Para la ciencia, la verdad es la correspondencia entre sus afirmaciones en el discurso y


los hechos a la luz de la observación, o de algún dispositivo que logre objetivar lo
buscado. Esta categoría no puede aplicarse al arte, en tanto éste no abreva en fenómenos
tangibles, sino en algún aspecto de la realidad, concreto o abstracto, que moviliza al
artista, lo obliga a crear, y lo compele a generar algo, eso que es “su verdad”, eso que él
o ella ha imaginado. Esta concepción de verdad no se sostiene por legitimaciones externas
ni por axiomas últimos, sino por un sentido de identidad entre el artista productor y el
objeto derivado de su accionar. ¿Acaso esta forma se parece en algo a la verdad científica?
Se parece a los momentos iniciales de la ciencia, aquel donde la imaginación gana a la
racionalidad, aquel donde se impone la inventiva, aquel que crea y recrea lo real, pero
luego adviene una segunda instancia, más dura, más imperativa, más normada, con límites
tangibles que poco se parece a la verdad del arte. Así, pareciera entonces que hay un
camino original que los une, que los entraña en una misma idealidad, en un mismo punto
de partida que en algún momento empieza a bifurcarse, a tomar ribetes propios, a
construirse sobre ladrillos cada vez más singulares.

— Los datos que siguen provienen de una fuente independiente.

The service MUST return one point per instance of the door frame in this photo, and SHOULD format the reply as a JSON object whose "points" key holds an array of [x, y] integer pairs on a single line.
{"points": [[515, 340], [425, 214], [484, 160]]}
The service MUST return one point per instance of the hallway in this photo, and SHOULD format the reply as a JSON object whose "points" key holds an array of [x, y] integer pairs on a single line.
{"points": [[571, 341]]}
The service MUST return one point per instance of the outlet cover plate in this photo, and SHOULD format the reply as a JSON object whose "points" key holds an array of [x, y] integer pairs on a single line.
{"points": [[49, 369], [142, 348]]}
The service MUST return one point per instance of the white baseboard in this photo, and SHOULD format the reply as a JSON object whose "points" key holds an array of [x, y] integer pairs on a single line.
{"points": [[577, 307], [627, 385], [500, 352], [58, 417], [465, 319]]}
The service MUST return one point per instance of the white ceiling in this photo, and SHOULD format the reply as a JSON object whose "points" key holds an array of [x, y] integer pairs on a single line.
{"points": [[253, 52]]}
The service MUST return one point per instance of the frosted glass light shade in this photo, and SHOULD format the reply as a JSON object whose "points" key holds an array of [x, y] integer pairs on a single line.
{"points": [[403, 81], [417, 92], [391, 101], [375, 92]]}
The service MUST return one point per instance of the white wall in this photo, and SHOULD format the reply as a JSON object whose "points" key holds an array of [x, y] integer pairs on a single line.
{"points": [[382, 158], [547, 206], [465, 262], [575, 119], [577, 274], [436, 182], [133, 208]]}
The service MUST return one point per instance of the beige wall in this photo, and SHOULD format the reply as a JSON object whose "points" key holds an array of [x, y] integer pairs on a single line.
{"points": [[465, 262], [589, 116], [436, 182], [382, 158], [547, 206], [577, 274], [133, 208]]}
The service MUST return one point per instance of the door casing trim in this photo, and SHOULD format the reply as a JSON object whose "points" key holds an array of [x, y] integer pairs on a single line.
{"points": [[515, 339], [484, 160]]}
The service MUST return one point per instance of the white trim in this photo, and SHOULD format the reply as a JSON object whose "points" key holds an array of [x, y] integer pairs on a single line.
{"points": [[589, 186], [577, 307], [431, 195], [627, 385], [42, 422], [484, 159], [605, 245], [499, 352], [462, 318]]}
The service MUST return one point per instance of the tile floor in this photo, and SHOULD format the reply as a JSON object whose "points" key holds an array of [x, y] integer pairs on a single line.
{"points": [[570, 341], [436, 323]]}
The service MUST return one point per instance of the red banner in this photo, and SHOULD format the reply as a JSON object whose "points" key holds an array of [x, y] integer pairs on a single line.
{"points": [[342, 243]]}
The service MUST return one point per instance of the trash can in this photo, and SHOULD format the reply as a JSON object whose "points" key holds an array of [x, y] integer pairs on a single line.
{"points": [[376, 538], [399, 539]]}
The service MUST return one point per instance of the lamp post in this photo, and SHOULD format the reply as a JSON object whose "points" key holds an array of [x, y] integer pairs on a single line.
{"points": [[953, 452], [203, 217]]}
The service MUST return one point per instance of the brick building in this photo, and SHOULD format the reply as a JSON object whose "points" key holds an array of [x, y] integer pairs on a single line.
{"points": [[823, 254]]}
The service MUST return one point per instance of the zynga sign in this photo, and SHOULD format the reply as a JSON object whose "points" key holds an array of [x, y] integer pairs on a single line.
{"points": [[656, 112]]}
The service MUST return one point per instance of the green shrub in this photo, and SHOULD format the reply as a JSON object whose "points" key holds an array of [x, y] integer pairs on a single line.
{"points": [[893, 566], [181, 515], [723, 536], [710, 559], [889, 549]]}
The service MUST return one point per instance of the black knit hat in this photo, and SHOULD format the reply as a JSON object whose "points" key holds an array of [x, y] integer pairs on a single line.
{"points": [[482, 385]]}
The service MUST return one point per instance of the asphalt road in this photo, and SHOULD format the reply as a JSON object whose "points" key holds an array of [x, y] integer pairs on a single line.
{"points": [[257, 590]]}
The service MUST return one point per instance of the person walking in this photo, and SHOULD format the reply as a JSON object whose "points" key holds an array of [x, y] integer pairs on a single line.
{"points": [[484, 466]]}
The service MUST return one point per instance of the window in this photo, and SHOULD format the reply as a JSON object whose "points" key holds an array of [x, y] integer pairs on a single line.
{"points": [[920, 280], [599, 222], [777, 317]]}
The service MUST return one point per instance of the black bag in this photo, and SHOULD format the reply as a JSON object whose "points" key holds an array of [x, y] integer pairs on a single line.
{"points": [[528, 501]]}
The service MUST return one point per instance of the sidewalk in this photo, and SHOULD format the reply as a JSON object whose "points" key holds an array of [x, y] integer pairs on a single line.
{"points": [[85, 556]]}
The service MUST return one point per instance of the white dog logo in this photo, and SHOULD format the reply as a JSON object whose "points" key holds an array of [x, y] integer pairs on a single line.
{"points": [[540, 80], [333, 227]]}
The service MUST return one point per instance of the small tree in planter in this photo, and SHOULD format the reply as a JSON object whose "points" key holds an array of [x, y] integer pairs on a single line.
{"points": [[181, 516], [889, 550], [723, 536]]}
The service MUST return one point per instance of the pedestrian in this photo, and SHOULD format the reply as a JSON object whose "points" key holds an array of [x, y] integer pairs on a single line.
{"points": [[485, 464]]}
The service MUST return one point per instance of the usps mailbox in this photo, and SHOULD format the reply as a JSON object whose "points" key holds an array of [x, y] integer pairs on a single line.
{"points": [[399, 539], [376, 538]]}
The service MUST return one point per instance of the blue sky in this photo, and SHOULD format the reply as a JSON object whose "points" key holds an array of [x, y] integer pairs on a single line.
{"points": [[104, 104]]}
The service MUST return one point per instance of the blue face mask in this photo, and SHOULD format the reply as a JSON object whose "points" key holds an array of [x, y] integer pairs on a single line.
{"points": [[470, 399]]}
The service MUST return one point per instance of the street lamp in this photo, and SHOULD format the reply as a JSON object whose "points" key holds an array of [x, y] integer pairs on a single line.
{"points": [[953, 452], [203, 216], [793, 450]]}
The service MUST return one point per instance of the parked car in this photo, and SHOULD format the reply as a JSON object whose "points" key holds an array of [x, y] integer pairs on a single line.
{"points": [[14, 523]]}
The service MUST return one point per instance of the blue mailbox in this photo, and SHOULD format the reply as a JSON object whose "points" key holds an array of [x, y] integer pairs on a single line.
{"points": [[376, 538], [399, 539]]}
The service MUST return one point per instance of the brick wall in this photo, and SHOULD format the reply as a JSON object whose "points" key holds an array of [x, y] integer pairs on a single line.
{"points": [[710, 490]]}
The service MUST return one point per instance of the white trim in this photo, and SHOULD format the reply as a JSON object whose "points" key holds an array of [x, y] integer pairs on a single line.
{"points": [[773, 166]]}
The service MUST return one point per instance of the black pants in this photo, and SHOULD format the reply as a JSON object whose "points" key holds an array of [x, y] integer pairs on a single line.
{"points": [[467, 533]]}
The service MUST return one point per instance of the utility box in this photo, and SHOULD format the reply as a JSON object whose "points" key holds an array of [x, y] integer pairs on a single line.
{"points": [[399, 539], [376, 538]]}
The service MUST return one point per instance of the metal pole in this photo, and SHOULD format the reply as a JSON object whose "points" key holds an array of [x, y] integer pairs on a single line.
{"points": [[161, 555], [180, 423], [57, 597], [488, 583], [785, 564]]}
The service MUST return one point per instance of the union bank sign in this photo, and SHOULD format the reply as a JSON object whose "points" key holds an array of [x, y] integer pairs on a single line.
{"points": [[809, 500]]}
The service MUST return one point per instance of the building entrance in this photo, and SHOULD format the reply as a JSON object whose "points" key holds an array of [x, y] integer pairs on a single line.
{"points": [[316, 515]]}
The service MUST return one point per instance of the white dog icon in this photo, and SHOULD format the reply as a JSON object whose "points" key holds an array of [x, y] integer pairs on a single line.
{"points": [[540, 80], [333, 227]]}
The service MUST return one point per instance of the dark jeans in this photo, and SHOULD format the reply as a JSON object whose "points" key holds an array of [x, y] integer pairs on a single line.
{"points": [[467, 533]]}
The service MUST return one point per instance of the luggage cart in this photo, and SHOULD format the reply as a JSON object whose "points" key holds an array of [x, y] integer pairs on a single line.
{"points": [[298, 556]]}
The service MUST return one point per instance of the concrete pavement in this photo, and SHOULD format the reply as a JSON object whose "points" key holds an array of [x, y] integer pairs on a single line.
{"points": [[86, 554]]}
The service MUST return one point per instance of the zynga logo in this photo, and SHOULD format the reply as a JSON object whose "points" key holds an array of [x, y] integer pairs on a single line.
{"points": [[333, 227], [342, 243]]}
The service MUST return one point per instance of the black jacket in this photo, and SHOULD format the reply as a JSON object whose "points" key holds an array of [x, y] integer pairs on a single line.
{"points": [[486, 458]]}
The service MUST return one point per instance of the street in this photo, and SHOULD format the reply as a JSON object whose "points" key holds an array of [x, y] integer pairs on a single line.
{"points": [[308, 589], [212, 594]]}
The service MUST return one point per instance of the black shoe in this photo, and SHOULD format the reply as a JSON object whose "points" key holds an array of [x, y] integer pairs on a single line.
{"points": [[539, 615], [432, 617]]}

¿Y la belleza? ¿Acaso hay belleza en el conocimiento científico? Puede ser. Tal vez la
belleza no se defina en términos de una estética literal, sino de una armonía de sus
componentes, de cierta plasticidad conceptual, de formas simples pero consistentes, de
caminos parsimoniosos; que como la belleza en su sentido estricto, genera placer,
satisfacción, deseos logrados, emociones positivas. Puede que se trate de una “belleza
abstracta”, de una belleza intangible a los sentidos, pero sí de fuerte raigambre espiritual,
de obtención de sentido, no de cualquier sentido, sino de aquel que moviliza, atrapa,
obliga, acecha, nos hace finalmente humanos, tan humanos como el artista, tan humanos
como aquel otro que parece estar en las antípodas del pensamiento científico.

Finalmente cabe preguntarse si el arte y la ciencia comparten metas o motivaciones. Si


ambas son expresiones humanas generadas en contextos culturales, comparten la
inquietud original que moviliza el espíritu y lo proyecta. Comparten los deseos, las
pulsiones, la necesidad de expresarnos, la tensión entre lo dado y lo novedoso, el
requerimiento de ser nosotros mismos; y en ese ser, desarrollarnos, crearnos y recrearnos,
hacernos sujetos, hacernos actores de un momento histórico determinado, hacernos
partícipes de la vida, de esta vida que elegimos; en definitiva, hacernos más humanos.